# Deore 10 Speed Gear Change Problem



## 87s (Jun 24, 2021)

I have a new 2021 Trek Marlin 7 with the following drive train spec:


ShifterShimano Deore M4100, 10 speedRear derailleurShimano Deore M5120, long cage*CrankFSA Alpha Drive, 28T steel ring, Boost, 175mm length Bottom bracketFSA, 73mm, threaded cartridge, 122.5mm spindleCassetteShimano Deore M4100, 11-46, 10 speeChainKMC X10, 10 speed.

The problem I have is that when I change gears from 5th through to 10th, the pedals slip about 1/3 rotation and there is a loud ka-chunk as the chain hammers onto the cassette. The issue is bearable when riding at speeds of up to 10kmh 😆, but at higher speeds, sometimes it's so violent that my feet jump off the pedals. Of course, when moving from a steep incline to a more gentle one, when I change to lower ratio gears, and this happens, I lose all power and rhythm. Very occasionally there is a lovely soft click when changing from 7th to 8th, which is what I imagine to be expected.
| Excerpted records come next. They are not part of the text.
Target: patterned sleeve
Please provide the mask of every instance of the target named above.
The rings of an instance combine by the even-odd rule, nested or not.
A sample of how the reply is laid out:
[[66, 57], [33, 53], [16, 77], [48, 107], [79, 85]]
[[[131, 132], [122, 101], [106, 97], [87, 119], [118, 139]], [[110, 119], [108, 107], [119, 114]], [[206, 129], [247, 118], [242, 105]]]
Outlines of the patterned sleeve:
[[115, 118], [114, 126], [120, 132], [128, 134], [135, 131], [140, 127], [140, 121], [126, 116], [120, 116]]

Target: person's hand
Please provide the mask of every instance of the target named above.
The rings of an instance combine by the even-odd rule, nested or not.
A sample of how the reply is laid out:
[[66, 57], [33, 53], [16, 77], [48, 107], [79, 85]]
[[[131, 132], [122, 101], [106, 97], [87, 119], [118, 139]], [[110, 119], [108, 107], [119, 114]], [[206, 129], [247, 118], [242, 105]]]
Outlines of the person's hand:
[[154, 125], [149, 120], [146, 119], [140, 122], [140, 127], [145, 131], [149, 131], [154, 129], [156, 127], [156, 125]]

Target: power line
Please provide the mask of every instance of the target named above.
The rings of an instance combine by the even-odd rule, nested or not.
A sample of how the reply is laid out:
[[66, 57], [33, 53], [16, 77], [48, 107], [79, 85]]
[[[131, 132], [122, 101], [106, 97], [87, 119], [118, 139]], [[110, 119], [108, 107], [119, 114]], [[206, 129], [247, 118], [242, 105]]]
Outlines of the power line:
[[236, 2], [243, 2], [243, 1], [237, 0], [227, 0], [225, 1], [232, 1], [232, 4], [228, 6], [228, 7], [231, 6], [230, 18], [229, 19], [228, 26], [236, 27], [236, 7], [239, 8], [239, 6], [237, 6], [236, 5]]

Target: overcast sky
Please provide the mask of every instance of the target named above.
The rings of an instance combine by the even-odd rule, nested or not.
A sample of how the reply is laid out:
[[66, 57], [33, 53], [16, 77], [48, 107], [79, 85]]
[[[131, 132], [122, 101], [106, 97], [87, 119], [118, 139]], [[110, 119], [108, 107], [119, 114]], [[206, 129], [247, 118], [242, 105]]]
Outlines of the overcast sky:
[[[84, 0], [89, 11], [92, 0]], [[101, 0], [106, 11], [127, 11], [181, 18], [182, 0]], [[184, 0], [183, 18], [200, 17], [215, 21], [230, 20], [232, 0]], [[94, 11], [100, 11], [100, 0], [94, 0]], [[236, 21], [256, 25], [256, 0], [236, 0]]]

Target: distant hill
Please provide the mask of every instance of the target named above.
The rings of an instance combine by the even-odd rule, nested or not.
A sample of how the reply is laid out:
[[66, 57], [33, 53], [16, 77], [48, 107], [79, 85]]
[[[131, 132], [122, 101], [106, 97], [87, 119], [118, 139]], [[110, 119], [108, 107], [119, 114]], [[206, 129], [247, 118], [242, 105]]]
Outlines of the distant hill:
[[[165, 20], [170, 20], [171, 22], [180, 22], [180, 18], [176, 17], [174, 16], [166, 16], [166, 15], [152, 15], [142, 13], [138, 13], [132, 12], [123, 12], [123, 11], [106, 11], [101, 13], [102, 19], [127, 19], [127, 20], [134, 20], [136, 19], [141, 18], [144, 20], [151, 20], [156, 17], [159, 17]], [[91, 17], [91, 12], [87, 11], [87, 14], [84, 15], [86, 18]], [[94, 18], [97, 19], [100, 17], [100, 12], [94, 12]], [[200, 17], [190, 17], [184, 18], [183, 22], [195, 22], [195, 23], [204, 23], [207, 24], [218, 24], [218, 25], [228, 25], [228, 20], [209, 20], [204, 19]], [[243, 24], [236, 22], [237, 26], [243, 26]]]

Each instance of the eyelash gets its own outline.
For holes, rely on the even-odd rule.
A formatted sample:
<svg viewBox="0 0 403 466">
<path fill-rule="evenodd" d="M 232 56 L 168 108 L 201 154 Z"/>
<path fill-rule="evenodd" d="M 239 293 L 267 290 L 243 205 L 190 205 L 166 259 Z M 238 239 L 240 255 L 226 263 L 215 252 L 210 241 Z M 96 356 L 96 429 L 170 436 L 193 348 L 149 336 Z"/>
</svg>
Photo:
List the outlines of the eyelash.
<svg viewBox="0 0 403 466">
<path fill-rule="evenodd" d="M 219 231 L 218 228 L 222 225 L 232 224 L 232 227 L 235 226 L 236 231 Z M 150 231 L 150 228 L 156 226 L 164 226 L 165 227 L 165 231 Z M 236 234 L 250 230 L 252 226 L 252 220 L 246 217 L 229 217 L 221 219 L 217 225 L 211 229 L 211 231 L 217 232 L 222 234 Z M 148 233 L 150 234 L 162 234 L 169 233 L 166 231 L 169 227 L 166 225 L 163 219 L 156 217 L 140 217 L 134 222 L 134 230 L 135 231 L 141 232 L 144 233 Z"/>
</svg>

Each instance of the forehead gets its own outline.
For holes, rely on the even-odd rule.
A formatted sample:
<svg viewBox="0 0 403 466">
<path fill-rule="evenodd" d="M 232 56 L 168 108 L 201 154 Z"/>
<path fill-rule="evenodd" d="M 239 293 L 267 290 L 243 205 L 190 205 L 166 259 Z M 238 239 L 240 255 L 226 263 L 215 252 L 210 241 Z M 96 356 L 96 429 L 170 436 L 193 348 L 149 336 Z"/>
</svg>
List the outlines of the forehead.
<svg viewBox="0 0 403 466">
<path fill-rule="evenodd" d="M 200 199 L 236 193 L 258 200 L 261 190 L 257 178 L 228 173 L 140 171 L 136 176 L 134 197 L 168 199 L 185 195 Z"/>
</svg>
The gears changing from 10th down to 1st or from 1st up to 5th are perfect.

The shop I bought the bike from insist all that is required is a cable tension adjustment, but this has not made an improvement. I took the bike to an official Trek dealer for a gear set-up. They made adjustments to the cable tension, the derailleur and tightened the cassette (the cassette rocks a little, but I have been told this is normal with a bike in this price range. Though it doesn't seem to be any tighter than it was before the service). They also told me that all Shimano 10 speed set-ups behave like this, and 10 speeds in general; that it is normal, but, although I am not very technically knowledgeable about bikes, I have ridden many over the past 35 years and never had an issue like this which was considered normal and unfixable, especially with a brand new bike. I've ridden about 500km on this bike.

Has anyone advice or similar experiences which have been resolved?

Thanks.


----------



## Matt505 (9 mo ago)

Hi, did you ever discover / fix this problem, can you shed some more light on your experience.
I picked up a new Marlin 7 yesterday and on the 30 min cycle home I experienced what you described around 4 or 5 times.
I'm hoping it's the gear setup as you originally did.
Thanks


----------